O.C. has received funding from The Perception Restoration Foundation.
C.B. has received funding from the Graham Burrows Travelling Scholarship, University of Melbourne.
G.N. is a founding member and on the board of directors of the Functional Neurological Disorder Society. He is on the medical advisory boards of the charities FND Hope U.K. and FND Action. He receives research funding from the National Institute for Health and Care Research (U.K.).
Ethical standard
Ethics approval for this protocol has been awarded by the AHHREC (HREC/57390/Austin-2020).

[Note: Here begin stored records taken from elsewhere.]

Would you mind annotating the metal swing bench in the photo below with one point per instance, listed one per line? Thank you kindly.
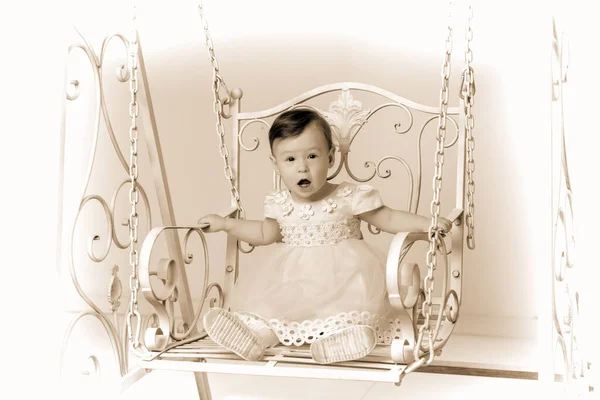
(415, 342)
(424, 322)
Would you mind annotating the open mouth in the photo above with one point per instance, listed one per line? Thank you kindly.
(304, 183)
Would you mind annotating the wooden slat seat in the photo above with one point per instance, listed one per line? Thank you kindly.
(204, 355)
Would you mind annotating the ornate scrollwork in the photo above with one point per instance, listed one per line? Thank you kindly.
(406, 296)
(565, 302)
(160, 291)
(109, 236)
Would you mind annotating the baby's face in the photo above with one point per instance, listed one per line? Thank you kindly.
(303, 162)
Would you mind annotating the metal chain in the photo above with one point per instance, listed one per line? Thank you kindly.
(134, 283)
(434, 232)
(468, 94)
(218, 109)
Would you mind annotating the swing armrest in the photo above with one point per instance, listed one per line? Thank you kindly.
(404, 275)
(231, 213)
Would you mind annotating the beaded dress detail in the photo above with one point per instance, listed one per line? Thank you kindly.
(323, 277)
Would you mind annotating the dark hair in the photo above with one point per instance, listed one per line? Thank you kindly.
(293, 122)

Significant protocol amendments will be reviewed by the TMG and submitted to the AHHREC. Active participants affected by amendments will be notified and provided with an updated PICF to review and reconsent if required.
The authors assert that all procedures contributing to this work comply with the ethical standards of the relevant national and institutional committees on human experimentation and with the Helsinki Declaration of 1975, as revised in 2008.
Trial registration
Trial registered on Australian New Zealand Clinical Trials Registry (ANZCTR).
Registration Number: ACTRN12621000578808
Date Registered: 17 May 2021
URL: https://www.anzctr.org.au/Trial/Registration/TrialReview.aspx?id=381745
Protocol version
1 April 2025
Version 6.0
Identifier: 2025_APR_01 PROTOCOL_PsyFND_V6
Trial sponsor
Austin Health, Austin Hospital, 145 Studley Rd, Heidelberg VIC 3084.
Role of sponsors and funders
The study sponsors and funders are not involved in study design; collection, management, and analysis of data; writing of the report; and the decision to submit the report for publication.